- A parallel circuit is when the current goes along multiple paths:
- Components on neighbouring paths are said to be “in parallel”.
- The potential difference across each component is the same. It is also the same as the voltage of the battery.
- When a wire splits into many paths, the current is shared between these paths. Therefore, the current through each component adds up to the current leaving the battery. The current might not be shared equally!
Let's look at the water circuit again.
As always, the pump takes the water to a higher potential energy. This energy is released when it comes back down on the right, and is used to power the waterwheel.
Let's add another waterwheel. Unlike with a series circuit, let's put the new waterwheel on a separate path to the old one: When the current goes along multiple paths, it is called a parallel circuit.
Because the pipe splits into two, this means the current must be shared between the each pipe.
This is true however many new paths we add.
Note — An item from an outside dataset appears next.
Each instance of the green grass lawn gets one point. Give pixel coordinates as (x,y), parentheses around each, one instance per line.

So let's add another one:Note how the current flowing through each waterwheel adds up to the current flowing through the pump. (2A + 1A + 2A = 5A)
Note that the potential energy of the water does not change each time the pipe splits (because it's still on the roof). The potential energy of the water only decreases when it goes down. This means the potential difference (i.e. difference in P.E. for each water molecule) is the same across each waterwheel (since its dropping the same height for each one).
As always, what's true for the water circuit is also true for the electrical circuit.
This circuit is a parallel circuit because the current goes along multiple paths. Components on neighbouring paths are said to be “in parallel”. A way to remember this: Paths which are in parallel are drawn as parallel lines.
Much like the water circuit, whenever a wire splits in two, this means the current must be shared between the each wire (NB: It might not be shared equally). A result of this: the current through each component adds up to the current leaving the battery.
Note that the potential energy of the electrons does not change each time the path splits. The potential energy of electrons can only decrease when going through a component. This means the potential difference (i.e. difference in P.E. for each electron) is the same across each component.
An important advantage of parallel circuits is that they still work if one component in them breaks.
Let's say you have some Christmas lights, and they're all wired in series. What happens if one bulb breaks? Suddenly, none of the lights will be on, as the circuit is now incomplete.
Now let's wire them up in parallel. If one breaks, all the others will still light up, as theres still a path for the current to go through.